One reason we feel so strongly about the role of vaccines in public health is because of the massive amount of good data and quality studies that support them. And that’s why it’s frustrating when media, the Twittersphere, or the internet in general circulate rumors and poorly designed studies attacking vaccines.
The thing is– science is hard. Like, really hard. People study for up to 10 years to be a qualified researcher. And reading scientific literature can be a bit tricky. We can’t catch you up to the guy or gal who’s devoted an entire career to vaccinology or epidemiology, but here’s a handy cheat sheet to help you spot the “junk science” when it comes across your news feed:
1. It confuses correlation and causation.
This is a big one, and possibly a mantra you’ve heard before: correlation does not equal causation. Correlation is a statistical term that simply means the way two variables fluctuate appear to be related in some fashion. Any fashion. Maybe variable A going up happens at approximately the same rate as variable B going down. Maybe they increase together. Maybe it’s not a linear relationship (but that’s a bit more complicated). What’s most important to remember here is we absolutely cannot assume that one is causing the other. We simply don’t have enough information since all we know is how the variables are changing.
Take this example of Nicolas Cage films and drowning deaths. That plot looks pretty good right? And the correlation coefficient is a fairly solid 0.66. Could it be that Cage’s action-packed thrillers are inexplicably driving people towards backyard swimming pools? Anything’s possible. But the two almost certainly have nothing to do with each other and are, instead, a total coincidence. Often when two variables are correlated, there is actually an unknown third (and potentially fourth and fifth) variable that is affecting both of the events you’re examining.
2. Its sample size is small.
People suffer from a wide range of medical issues every day — sometimes they are caused by what you’re studying, but sometimes it’s just by chance that the participants being studied develop an issue. Out of a study sample of three, having one guy get hit by a bus would look like a significant trend. The larger the sample size, the less impact those random occurrences will have on your data.
3. The study is uncontrolled.
Not uncontrollable like your two-year-old nephew on a sugar-high, but uncontrolled as in lacking a control group. A control group provides a researcher something to which to compare results; it’s the closest way to estimate the counterfactual. Did the subjects get better over the course of the experiment because of a drug being tested, or would they have improved anyway? A control group that is similar to the experimental group in every way EXCEPT for the intervention can help you answer that question.

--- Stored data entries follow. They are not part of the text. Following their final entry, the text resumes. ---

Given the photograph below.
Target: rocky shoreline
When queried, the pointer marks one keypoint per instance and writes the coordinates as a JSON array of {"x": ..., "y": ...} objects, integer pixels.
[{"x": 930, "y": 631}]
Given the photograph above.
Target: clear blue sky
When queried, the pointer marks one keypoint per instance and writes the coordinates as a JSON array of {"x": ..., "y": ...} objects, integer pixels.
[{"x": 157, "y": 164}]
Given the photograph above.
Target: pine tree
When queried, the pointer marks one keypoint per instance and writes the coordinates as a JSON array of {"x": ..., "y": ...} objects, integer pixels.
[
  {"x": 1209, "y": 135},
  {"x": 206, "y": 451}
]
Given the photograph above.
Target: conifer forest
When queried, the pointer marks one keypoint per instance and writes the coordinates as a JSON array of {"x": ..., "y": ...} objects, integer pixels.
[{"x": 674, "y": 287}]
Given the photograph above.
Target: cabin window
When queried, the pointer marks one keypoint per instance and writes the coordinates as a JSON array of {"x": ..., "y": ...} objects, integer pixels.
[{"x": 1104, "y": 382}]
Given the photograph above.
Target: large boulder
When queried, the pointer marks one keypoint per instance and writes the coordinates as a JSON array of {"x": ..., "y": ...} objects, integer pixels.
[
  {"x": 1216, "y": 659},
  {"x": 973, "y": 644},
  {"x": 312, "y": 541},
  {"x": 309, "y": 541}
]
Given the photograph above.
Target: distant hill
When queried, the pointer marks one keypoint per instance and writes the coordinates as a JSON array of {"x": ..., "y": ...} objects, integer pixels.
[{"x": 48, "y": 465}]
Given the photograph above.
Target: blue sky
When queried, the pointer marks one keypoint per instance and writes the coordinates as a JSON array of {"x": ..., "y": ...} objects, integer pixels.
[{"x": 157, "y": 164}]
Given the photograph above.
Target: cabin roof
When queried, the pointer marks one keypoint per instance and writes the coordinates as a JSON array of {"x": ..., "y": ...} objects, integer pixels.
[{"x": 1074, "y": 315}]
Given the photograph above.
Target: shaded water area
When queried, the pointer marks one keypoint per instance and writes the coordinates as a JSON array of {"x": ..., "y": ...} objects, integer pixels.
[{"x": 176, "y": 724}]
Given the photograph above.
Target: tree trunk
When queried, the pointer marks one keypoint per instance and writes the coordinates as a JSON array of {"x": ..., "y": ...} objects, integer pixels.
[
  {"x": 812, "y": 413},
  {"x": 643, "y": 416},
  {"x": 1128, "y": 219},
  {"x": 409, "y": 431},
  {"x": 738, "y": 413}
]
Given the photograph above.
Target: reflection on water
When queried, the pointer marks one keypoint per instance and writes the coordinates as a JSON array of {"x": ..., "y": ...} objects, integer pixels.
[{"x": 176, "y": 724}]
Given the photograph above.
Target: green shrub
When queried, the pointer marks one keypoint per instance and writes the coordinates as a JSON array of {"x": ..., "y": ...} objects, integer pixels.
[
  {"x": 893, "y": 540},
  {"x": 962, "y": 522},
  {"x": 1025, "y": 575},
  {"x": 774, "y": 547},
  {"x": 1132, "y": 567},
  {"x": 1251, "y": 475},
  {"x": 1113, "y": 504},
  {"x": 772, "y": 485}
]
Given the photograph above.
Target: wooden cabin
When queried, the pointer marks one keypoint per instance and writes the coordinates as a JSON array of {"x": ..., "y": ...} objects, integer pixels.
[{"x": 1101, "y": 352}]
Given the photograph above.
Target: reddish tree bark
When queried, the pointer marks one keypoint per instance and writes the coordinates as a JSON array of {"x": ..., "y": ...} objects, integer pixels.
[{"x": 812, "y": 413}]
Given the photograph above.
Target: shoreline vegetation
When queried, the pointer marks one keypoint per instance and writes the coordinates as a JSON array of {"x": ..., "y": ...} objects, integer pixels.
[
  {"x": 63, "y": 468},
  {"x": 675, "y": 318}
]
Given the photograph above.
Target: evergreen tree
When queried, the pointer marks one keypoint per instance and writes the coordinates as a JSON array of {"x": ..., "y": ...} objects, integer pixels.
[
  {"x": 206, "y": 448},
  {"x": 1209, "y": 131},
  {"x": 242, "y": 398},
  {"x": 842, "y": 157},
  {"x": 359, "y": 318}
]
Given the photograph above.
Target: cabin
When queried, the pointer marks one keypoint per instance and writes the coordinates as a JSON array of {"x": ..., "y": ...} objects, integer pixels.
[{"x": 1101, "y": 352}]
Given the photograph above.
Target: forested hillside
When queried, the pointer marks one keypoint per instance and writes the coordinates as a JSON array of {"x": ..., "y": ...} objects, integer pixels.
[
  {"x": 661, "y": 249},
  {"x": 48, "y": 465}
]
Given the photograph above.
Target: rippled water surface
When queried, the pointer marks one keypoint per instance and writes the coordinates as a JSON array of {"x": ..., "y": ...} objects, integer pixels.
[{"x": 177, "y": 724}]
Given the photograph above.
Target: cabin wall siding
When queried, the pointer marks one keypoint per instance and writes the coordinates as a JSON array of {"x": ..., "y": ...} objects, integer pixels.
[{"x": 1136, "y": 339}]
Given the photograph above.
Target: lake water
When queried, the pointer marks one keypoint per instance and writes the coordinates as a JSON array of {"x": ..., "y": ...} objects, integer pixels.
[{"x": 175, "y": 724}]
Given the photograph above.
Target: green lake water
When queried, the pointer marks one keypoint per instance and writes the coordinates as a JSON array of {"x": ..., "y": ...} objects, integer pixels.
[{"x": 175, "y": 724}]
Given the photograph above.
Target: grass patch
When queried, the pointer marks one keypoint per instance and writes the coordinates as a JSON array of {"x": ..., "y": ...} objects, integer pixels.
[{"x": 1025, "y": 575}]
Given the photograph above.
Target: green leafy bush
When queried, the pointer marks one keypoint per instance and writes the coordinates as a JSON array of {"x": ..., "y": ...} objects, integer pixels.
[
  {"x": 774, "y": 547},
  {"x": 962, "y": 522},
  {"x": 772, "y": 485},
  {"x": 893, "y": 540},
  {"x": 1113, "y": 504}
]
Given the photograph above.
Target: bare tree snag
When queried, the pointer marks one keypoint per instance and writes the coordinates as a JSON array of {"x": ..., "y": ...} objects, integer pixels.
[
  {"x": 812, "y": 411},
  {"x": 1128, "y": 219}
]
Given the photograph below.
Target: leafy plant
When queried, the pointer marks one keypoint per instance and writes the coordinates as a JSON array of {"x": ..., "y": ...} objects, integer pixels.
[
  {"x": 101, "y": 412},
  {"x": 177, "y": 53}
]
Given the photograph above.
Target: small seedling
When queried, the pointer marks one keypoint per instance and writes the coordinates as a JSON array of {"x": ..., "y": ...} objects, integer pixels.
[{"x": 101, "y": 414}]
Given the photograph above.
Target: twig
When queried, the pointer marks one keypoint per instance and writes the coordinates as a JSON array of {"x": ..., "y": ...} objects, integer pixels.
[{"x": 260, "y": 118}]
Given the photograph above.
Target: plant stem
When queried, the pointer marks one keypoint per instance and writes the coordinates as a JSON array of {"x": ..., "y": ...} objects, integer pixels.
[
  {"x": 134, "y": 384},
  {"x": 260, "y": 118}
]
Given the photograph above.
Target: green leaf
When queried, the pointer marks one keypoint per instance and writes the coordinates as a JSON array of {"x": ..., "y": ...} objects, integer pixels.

4. The results are not replicable.
One study alone (even a well designed, large-scale one) can’t prove anything. All it can do is contribute to the body of work already done by the scientific community. It takes several studies coming to the same conclusion to say anything with confidence — and even then we can’t be 100% certain. Science is purposefully self-correcting. Researchers rely on each other to validate their results. If no other researchers have been able to replicate a study’s findings, that’s a red flag.
On a related note, beware of those researchers who are only citing themselves. If an author says that there is “substantial evidence to support” a given link or a particular cause, check out the citations. Have several different research groups provided evidence to support the link? Or is it just one name (the author’s) that keeps popping up? If that author is the only one who seems to be providing that “substantial evidence,” it’s worth taking with a fistful of salt.
5. There’s a conflict of interest.
This is a sensitive but important point. When publishing a paper, authors must disclose the source of funding for their work as well as any other relevant conflicts of interest, such as ownership of a related private company. This does not necessarily invalidate the results of the experiment, but you should definitely be aware of any potential bias when reading results. If the author has a lot to gain from the study and the results seem glowing with no down-sides or limitations, be suspicious.
6. It’s published in a journal that’s not peer-reviewed.
Whenever possible, try to read the original journal article instead of relying on the popular press. Articles in general news media can be a great source to find out about new and interesting research, but remember they are necessarily interpreted by a reporter (in best cases by a science writer with a background in science; in the worst cases it’s a press release). While you’re reading the original article, make a note of the journal it appears in. Is it a reputable publication, like Nature, Journal of American Medical Association or the New England Journal of Medicine? Did articles have to pass a peer-review process, meaning that other experts read the manuscript, asked probing questions, pointed out any errors, and addressed limitations? This process is by no means perfect; mistakes can certainly still get through peer review and show up in reputable sources. But on the whole, a study appearing in a respected, peer-reviewed academic journal carries more weight than one published on a personal blog.
There’s another deadly threat — single-issue shill “journals” published entirely to push an agenda. This is the worst possible abuse of the scientific process. Some people, after being spurned by reputable journals, will go so far as to create their own journals to fabricate a veneer of legitimacy for their flawed ideas. These biased publications are a wolf in sheep’s clothing. Avoid them at all cost.
In the age of the internet, it’s getting harder to tell good science from bad. But if you follow this guide, and approach scientific articles with a healthy dose of skepticism, you’ll do fine.